As part of the compromises the LDS Church made to become part of the American political body at the turn of the twentieth century, the People’s Party disappeared and the Mormons embraced the two-party system. (There were even a string of pamphlets and a vibrant public debate over “Why the Mormons should vote Democrat” or “Why the Mormons should vote Republican.”) But as the decades evolved, Utah’s vote transitioned as well. While the state voted for Franklin D. Roosevelt all four times he was on the ballot—and in those latter years, against the explicit counsel of LDS leadership—after World War II, and especially following the culture wars, the “Mormon vote” became more or less synonymous with the “Republican Vote.” This was primarily due to a vocal LDS leadership who echoed anti-communistic policies and anti-liberal social ideas, but it was also rooted the demographic make-up of Utah that positioned them with similar states in the post-war era. Pew polling from the past year revealed Mormons to be the most Republican religion in the nation. That is what makes their opposition to Trump so remarkable.

This is mostly likely a historical blip. If the GOP had nominated any of the other seventeen potential candidates who squared-off against each other in the primaries, it’s likely the Republican nominee would defeat Clinton by a very sizable margin. In four years, if the party recovers from Trump and nominates someone more in line with mainstream values and interests, Utah will likely return to being a deeply red state. The fact that Utah is just as likely to vote for McMullin, who has hardly any chance in any other state, rather than Clinton, who has the best chance to defeat Trump, is indicative. As much as I’d love to see Mormonism cultivate the radical progressive roots that are mostly latent in the tradition, it’s not likely to happen anytime soon.

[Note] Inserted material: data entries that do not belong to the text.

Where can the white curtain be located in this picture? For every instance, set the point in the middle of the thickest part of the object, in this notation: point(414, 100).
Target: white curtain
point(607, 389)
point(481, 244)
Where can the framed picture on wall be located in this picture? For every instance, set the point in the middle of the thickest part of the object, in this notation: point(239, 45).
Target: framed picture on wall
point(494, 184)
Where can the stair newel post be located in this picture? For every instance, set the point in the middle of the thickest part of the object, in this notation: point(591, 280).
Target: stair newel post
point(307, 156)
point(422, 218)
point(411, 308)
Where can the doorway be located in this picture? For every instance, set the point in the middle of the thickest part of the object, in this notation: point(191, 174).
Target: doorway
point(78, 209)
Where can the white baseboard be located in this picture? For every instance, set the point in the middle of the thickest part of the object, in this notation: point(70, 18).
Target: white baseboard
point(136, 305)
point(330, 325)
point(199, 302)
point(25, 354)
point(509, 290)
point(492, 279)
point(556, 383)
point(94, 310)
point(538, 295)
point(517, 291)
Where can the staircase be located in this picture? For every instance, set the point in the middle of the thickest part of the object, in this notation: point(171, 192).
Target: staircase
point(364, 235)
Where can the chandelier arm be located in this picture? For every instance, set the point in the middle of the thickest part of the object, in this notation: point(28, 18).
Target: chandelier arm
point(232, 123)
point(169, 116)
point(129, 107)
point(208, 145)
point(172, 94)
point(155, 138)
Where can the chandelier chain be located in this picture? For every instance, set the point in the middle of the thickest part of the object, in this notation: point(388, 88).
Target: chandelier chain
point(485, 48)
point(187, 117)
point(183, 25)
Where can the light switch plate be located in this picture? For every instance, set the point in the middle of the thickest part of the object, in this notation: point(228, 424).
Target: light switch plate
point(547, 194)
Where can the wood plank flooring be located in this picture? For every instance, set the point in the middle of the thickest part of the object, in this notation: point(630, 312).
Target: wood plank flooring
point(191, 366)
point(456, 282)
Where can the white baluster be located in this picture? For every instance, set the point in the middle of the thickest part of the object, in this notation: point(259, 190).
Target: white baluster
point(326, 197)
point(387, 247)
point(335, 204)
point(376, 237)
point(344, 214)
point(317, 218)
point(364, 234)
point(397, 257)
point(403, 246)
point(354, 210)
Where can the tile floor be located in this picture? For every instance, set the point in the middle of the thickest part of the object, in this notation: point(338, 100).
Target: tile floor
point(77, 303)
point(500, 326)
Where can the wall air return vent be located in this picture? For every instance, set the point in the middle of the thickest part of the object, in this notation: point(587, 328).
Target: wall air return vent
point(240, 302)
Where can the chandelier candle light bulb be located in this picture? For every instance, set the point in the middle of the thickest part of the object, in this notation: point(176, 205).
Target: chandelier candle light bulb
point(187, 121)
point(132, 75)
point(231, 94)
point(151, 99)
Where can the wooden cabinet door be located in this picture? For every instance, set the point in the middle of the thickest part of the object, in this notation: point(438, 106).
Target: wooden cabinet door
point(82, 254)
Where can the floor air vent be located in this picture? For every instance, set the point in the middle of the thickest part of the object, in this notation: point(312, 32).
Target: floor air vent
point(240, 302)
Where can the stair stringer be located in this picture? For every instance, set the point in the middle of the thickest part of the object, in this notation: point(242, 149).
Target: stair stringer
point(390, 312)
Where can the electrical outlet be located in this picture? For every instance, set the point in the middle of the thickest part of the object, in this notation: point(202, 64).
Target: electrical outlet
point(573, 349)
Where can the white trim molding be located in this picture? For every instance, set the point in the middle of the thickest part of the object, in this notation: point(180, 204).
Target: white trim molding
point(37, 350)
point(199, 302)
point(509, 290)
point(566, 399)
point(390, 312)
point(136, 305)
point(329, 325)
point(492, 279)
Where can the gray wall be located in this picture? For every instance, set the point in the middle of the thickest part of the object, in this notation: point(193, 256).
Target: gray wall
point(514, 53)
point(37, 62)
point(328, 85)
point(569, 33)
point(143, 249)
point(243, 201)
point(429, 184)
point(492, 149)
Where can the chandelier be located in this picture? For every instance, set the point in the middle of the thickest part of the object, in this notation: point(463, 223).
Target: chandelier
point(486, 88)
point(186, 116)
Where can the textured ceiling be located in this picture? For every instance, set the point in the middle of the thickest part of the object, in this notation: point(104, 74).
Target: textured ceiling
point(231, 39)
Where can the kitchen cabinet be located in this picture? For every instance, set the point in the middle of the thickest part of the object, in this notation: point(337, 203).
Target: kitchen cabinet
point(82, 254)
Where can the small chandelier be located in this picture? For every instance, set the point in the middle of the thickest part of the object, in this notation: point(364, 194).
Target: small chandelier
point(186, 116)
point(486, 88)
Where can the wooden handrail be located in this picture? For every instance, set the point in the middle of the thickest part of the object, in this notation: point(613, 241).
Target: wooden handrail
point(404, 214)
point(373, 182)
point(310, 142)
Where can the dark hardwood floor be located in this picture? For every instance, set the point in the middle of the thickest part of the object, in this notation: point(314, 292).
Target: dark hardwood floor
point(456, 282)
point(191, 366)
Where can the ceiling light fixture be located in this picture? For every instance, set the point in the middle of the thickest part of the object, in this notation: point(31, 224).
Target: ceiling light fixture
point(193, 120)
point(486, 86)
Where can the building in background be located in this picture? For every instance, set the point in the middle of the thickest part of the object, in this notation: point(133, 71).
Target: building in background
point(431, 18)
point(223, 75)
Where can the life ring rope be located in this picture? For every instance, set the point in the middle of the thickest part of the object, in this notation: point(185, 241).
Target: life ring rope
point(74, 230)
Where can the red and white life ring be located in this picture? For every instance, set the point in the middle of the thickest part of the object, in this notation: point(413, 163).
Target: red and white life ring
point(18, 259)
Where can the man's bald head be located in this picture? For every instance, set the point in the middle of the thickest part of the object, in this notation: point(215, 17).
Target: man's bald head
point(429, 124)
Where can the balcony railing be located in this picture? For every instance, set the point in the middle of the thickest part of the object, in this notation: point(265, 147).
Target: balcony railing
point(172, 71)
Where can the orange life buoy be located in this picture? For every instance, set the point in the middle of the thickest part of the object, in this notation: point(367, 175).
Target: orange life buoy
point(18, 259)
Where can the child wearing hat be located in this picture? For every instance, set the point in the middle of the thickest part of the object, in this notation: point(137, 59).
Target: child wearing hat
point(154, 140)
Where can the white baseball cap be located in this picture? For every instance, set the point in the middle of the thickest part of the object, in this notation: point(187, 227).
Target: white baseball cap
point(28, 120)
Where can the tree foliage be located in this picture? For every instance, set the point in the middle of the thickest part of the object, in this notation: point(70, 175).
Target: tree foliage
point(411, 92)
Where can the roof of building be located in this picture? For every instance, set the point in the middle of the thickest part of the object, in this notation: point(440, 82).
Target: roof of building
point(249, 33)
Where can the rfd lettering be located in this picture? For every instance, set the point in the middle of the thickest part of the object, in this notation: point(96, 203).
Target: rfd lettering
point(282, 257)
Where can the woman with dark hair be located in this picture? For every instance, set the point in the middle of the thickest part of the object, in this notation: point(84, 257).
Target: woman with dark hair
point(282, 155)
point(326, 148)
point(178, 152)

However. What the opposition to Trump demonstrates is that the Mormon vote can be, in unique and perhaps drastic circumstances, divorced from the Republican vote. It may happen rarely, but it’s possible. And the fact that there is a solid chance that Utah might vote for McMullin as opposed to the more established third-party candidate, Johnson, indicates that the peculiarities of the Mormon vote are still somewhat unmatched in the rest of the American political body.

Just like Trump, the “Mormon vote” has now demonstrated its ability to be decoupled from the Republican establishment. With the ramifications of the 2016 election for the party still far from predictable, this might be a trend worth following.